Master Sgt. Raquel Griffin/Air Force

Mike Pence Lawyers Up

The vice president has hired former federal prosecutor Richard Cullen to represent him as the Russia investigation gathers steam.

Vice President Mike Pence has hired an outside lawyer to represent him during the Russia investigation, a sign that key members of the administration are gearing up for a protracted legal tug-of-war with Congress and Special Counsel Robert Mueller.

According to The Washington Post, Pence tapped prominent Virginia attorney Richard Cullen to serve as his outside counsel in the ongoing congressional and criminal probes. Cullen comes with a strong background in criminal-justice matters: He previously served as the state’s attorney general and as the chief federal prosecutor in its prestigious Eastern District in the 1990s before returning to private practice. The Post said Pence spent “several weeks” interviewing potential candidates, suggesting he began the process shortly after Trump ousted former FBI Director James Comey on May 9.

There have been no indications that Pence himself is a subject of or person of interest in any aspect of the sprawling Russia investigation, including questions of whether Trump committed obstruction of justice. But his possible presence at the White House during key moments to date could make him a potential witness as federal investigators delve into Trump’s treatment of the inquiry.

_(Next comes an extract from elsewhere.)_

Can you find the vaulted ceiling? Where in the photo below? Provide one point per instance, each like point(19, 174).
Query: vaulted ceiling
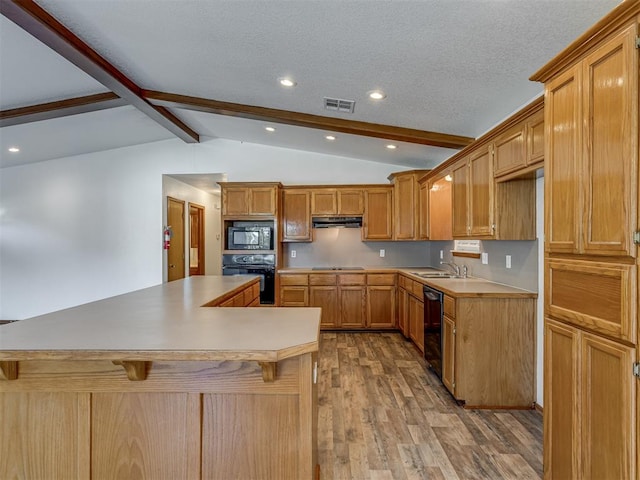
point(79, 76)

Mueller could interview the vice president about what he saw before and after the firings of both former National-Security Adviser Michael Flynn in February and Comey in May, for example. 

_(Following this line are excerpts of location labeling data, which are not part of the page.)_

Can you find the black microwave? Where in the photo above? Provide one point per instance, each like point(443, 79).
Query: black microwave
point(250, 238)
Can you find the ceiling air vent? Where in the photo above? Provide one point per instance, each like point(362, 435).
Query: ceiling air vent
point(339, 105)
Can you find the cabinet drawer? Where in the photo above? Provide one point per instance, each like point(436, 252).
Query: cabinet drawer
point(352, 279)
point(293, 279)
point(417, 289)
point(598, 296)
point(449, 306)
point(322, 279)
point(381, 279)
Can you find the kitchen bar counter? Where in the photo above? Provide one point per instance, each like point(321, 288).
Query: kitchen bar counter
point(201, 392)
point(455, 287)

Hiring Cullen runs counter to the advice Marc Kasowitz, a Manhattan-based corporate attorney and Trump’s longtime legal fixer, reportedly gave to White House staff after the president hired him as outside counsel last month for the Russia probe. According to The New York Times, Kasowitz recently told worried staffers it wasn’t yet necessary to hire private attorneys, even as Mueller’s inquiry and congressional investigations continue to intensify.

Bringing in outside counsel is common for top executive-branch officials when a criminal or congressional inquiry sets its sights on the president or his inner circle, even for those not under investigation for wrongdoing. Top aides in the Bill Clinton and George W. Bush administrations paid hefty legal fees to the lawyers who represented them for years during the Whitewater and Monica Lewinsky probes and the Valerie Plame investigation. Trump’s White House staff may face similar financial and legal woes now that the Russia inquiry has expanded to include obstruction-of-justice allegations against the president.

Presidents under investigation can also rack up extensive costs. Bill and Hillary Clinton, for example, left the White House in 2001 with multimillion-dollar legal debts to the phalanx of attorneys who represented them through multiple federal inquiries and the impeachment hearings. (Lucrative book deals and six-figure speaker fees helped them pay off those costs within four years.) But Trump’s substantial wealth will likely forestall the need for any extraordinary measures on his part to pay off any fees he accrues in the years to come—a luxury many in his White House won’t enjoy.